Furtado was recently involved in the 25-storey hotel that is part of Dalian Wanda’s $1 billion redevelopment of Gold Fields House at 1 Alfred Street, Circular Quay, Sydney.

Architecture and Design spoke to her about the Wanda Vista Hotel, why incorporating sustainable design has become harder and how she uses Portuguese aesthetics in her work.

What were some of the challenges of the Wanda Vista Hotel project?

The building is located in a congested city block where multiple towers are being planned. The site constraints are many: building separation, setbacks, access to view corridors from neighbouring properties, light access to rear plaza, among others.

The brief for the Wanda hotel was rigid in that it specifically outlined the building programme and room sizes. We then balanced those parameters against our own philosophical agendas and design aesthetic. For us, the main challenge was to make sure we could fit all the brief requirements in a building envelope that was beautiful and considered. 

The team felt that the Stage 1DA envelope was too constrained to allow us to achieve an elegant tower. Having worked with Wanda during the stage 1DA we understood the competing interests around the site and where to focus our attention. In our proposal we challenged some of these rules and developed a design that balances these restrictions and achieves a better urban design outcome.

You specialise in sustainable design. How much easier or harder has it become over the past few years to incorporate sustainable design into projects?

Over the years, sustainable design practice has become harder. Projects with high-environmental agendas are less of a priority or at least are not a main priority for our current commercial clients. The profile of a project and the expectations of the end user are a key factor.

High profile commercial developments tend to push green building rating tools as these attract high paying tenants. However, in the residential market the approach is quite conservative. Perhaps this is due to the fact that developers and investors haven’t built a business case for it yet. 

I believe genuine environmental design begins at the inception stage, when the designer is given a brief and begins the design process. Passive design initiatives, a conscious material selection and energy efficient and water fixtures can be embedded on any project as a starting point. This is a cost-effective way to achieve environmental efficiency, even if the client doesn’t want to specifically invest on green building certification.

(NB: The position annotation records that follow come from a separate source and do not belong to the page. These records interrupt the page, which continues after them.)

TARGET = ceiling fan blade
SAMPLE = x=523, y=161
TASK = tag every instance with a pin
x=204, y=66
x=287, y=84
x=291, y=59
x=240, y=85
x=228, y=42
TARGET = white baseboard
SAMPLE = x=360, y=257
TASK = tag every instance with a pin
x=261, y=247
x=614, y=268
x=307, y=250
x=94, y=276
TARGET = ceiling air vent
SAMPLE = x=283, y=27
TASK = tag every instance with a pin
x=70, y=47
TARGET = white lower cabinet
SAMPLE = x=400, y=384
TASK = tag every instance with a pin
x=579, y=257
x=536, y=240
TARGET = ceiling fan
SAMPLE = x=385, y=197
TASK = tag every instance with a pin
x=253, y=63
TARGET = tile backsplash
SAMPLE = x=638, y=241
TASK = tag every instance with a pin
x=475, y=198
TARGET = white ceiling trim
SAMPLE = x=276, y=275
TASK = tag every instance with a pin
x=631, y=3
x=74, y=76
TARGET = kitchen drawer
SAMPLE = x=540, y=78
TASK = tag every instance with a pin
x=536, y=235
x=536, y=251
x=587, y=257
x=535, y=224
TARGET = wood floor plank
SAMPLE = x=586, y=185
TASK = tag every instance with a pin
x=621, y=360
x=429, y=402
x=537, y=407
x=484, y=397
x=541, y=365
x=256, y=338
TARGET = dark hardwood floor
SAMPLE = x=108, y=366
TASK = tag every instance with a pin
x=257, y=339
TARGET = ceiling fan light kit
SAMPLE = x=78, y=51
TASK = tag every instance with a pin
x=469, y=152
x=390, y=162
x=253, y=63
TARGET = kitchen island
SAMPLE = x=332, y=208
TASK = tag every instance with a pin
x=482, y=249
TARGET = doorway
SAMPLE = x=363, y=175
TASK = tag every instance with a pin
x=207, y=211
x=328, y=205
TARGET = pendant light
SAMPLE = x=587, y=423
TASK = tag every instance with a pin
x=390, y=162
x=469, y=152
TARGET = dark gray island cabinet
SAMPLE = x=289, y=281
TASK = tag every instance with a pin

How does your Portuguese aesthetic influence your work?

Portuguese architecture has developed from local vernacular architecture and design. Buildings are considered against their own environment and designed with special attention to craftsmanship.

New buildings are bold and striking and they defy the human scale, but at the same time they can be intimate and warm. Light and shade are used as devices to create a journey through a building; solidity and the framing of views are used to surprise and delight users. This school of thought inspires me and informs my design practice.

What is your favourite building in Australia?

The Queensland Art Gallery in Brisbane. The building was designed by Robin Gibson & Partners and completed in 1982.

I visited the building for the first time in 2005 and immediately I fell in love with it. The imposing yet restrained architecture balances light and shade beautifully, the sequencing of spaces is smartly arranged, and the integration of nature and water within the architecture is powerful and striking. Every time I wander around the building I feel at peace, like the outside world doesn’t matter. Architecture can be this powerful.